4) Another option is that this verse admits to the human element in the Torah. Christians tend to love this one. However, there's a catch. If this is true, this also gives Muslim justification for their beliefs that the Bible is corrupt.
So there are options people and it's a minefield! A Biblical literalist (especially the King James only variety) would roll their eyes on this one (or chuck a big King James bible at your head).
A hardcore hater uses it to justify disregarding the Bible as nothing but a human document filled with inconsistencies and irrelevance (but of course they too tend to rely on a "literal" interpretation and thus share common ground with the King James only Christian).
I tend toward the more "quantum" view of Scripture and hold this in a state between several alternatives.
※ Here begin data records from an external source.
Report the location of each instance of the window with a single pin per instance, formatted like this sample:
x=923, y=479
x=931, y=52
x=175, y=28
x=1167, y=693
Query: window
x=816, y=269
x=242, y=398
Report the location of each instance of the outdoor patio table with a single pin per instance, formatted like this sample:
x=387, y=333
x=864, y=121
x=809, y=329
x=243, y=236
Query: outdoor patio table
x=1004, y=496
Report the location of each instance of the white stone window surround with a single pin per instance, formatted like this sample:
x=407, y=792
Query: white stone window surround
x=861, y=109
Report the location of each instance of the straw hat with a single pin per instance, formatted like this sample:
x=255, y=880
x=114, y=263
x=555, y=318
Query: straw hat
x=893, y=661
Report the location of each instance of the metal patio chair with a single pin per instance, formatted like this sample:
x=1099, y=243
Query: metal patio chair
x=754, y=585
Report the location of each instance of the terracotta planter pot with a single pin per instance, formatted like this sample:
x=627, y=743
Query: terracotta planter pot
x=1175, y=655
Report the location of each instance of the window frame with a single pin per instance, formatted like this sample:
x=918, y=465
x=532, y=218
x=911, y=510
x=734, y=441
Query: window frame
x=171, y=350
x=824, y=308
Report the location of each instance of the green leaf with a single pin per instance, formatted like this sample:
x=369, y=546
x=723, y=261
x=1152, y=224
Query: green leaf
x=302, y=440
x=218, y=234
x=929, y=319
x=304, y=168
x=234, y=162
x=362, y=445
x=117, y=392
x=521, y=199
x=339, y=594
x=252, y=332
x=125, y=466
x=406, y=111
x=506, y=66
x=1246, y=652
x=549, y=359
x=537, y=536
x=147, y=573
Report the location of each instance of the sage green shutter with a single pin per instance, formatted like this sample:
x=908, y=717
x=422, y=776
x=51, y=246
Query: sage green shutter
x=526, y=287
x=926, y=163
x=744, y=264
I have no idea which rendering is actually correct but having the options actually leaves me more open-minded, provided I can move foward with the 'trust' element without having the ability to give a logical discourse on the matter. Some day I will understand it or maybe I won't but either way I trust that the lack of understanding is mine.
Personally, I like having options because it leads to dialogue and dialogue leads to interaction and interaction is what leads us toward love.
Dogmatism and debate, without an openness to learning and a willingness to admit we don't know (without losing faith), is what leads to death.
This self-deprecation is actually at the root of all religious traditions and this "quantum" view is actually more Daoist than it is Christian. Christians tend toward absolutes; Daoists tend to realize that our knowledge is limited which, paradoxically, should also be a Christian thing - it's called humility.